Crowe’s version was the right fit at the right time, and it has often been imitated but rarely properly duplicated.

“For years, people have tried to figure out what the font is (of the logo) and it’s never right,” Petersson said. “My wife is a graphic artist and she was trying to find out what it was and she goes, ‘There is no such font as this.’ There were variations of it when people would make their own version and it would be on a poster and all of a sudden the wrong one would be out there. We had stuff that had an incorrect logo on it — on records and all sorts of things.

“We got a lot of mileage out of it, for sure. It was one of those things that works. It was a stroke of luck. But it was good fortune that (Crowe) was there and he liked our band. It’s one of those things I wish I could take some credit for but I can’t. It was all his thing.”

For Nielsen the memories of the beginning of the logo were similar. He recollects Crowe presenting it to the band and Petersson taking a quicker shine to it than the others.

“(Crowe) came down one day and said, ‘I think this would be cool for you guys’,” Nielsen told writer Martin Popoff. “Our logo is the whole six (lines), not just one or the two. The name is Cheap Trick, but the logo is all six, and each one is kind of getting cruddier looking as it goes down. Tom immediately thought it was terrific, and the rest of us were like, well, it’s different, and it looks good on a shirt. And if it looks good on a shirt, that’s good.”

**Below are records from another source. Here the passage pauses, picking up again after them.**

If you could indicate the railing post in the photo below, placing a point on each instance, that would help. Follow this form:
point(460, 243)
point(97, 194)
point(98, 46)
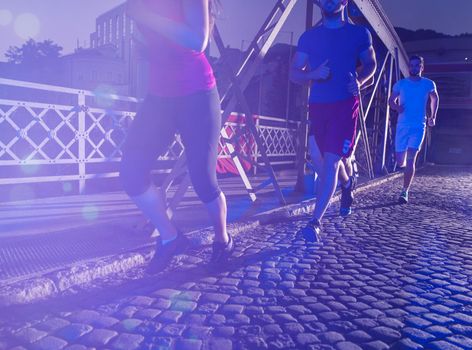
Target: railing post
point(387, 114)
point(81, 139)
point(256, 150)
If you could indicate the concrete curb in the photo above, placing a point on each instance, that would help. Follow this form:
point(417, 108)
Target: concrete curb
point(51, 284)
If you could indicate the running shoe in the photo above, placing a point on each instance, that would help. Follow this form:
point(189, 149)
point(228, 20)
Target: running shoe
point(222, 251)
point(347, 197)
point(403, 198)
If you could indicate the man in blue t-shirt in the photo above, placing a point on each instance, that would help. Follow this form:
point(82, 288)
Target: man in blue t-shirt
point(326, 59)
point(409, 98)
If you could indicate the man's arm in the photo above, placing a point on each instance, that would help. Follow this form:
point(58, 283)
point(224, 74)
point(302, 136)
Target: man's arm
point(434, 105)
point(392, 102)
point(299, 72)
point(366, 71)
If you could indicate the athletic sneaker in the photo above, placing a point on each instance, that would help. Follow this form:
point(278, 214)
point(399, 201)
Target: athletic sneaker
point(222, 251)
point(403, 199)
point(165, 252)
point(347, 197)
point(312, 231)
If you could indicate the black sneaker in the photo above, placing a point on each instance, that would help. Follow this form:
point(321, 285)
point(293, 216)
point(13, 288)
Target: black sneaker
point(222, 251)
point(312, 231)
point(403, 198)
point(347, 197)
point(164, 253)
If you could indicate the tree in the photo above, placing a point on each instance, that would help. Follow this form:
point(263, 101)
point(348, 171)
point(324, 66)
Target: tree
point(32, 52)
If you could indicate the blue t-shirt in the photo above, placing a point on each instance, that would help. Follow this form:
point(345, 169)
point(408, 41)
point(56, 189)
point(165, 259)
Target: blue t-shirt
point(341, 46)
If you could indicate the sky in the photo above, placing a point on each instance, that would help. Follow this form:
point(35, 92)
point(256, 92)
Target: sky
point(68, 22)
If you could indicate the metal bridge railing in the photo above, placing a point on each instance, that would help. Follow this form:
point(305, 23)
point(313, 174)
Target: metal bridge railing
point(52, 134)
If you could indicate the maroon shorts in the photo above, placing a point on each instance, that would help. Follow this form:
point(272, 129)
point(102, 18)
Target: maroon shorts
point(334, 125)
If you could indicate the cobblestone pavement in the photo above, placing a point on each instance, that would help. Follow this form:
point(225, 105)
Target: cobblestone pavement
point(388, 276)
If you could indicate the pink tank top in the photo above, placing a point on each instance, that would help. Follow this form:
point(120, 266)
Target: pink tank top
point(174, 69)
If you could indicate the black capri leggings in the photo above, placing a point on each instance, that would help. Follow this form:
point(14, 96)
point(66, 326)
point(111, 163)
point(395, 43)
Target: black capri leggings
point(197, 118)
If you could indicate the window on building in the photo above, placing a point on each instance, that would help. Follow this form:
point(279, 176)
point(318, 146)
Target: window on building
point(117, 28)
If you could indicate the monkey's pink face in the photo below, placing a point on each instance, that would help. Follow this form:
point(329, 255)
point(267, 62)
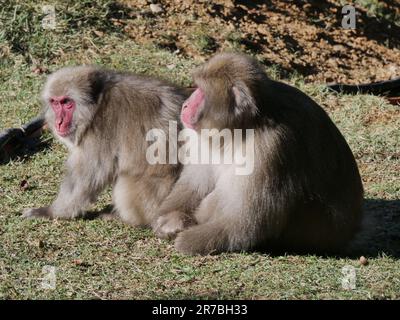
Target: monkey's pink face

While neither the band or the Hollywood guy are hurting for money, Crowe gets a chuckle out of the fact he has never made a cent on something so well known the world over. Earlier in his career when working for Warner Bros., he’d be in the streets of Tokyo and see his logo everywhere.

“I’ve thought to myself, ‘If I had a nickel for every one of those things it’d pay for my dotage now,” Crowe said. “That would have been an actual sin against nature, though, because this was us against the world. It was not done for money, it was done with great affection and respect and I’d like to think that respect was mutual.

“Their longevity is so impressive that whenever I feel like I should be getting tired, I look to them and go, ‘Aww, if they can do it, I can load the typewriter’.”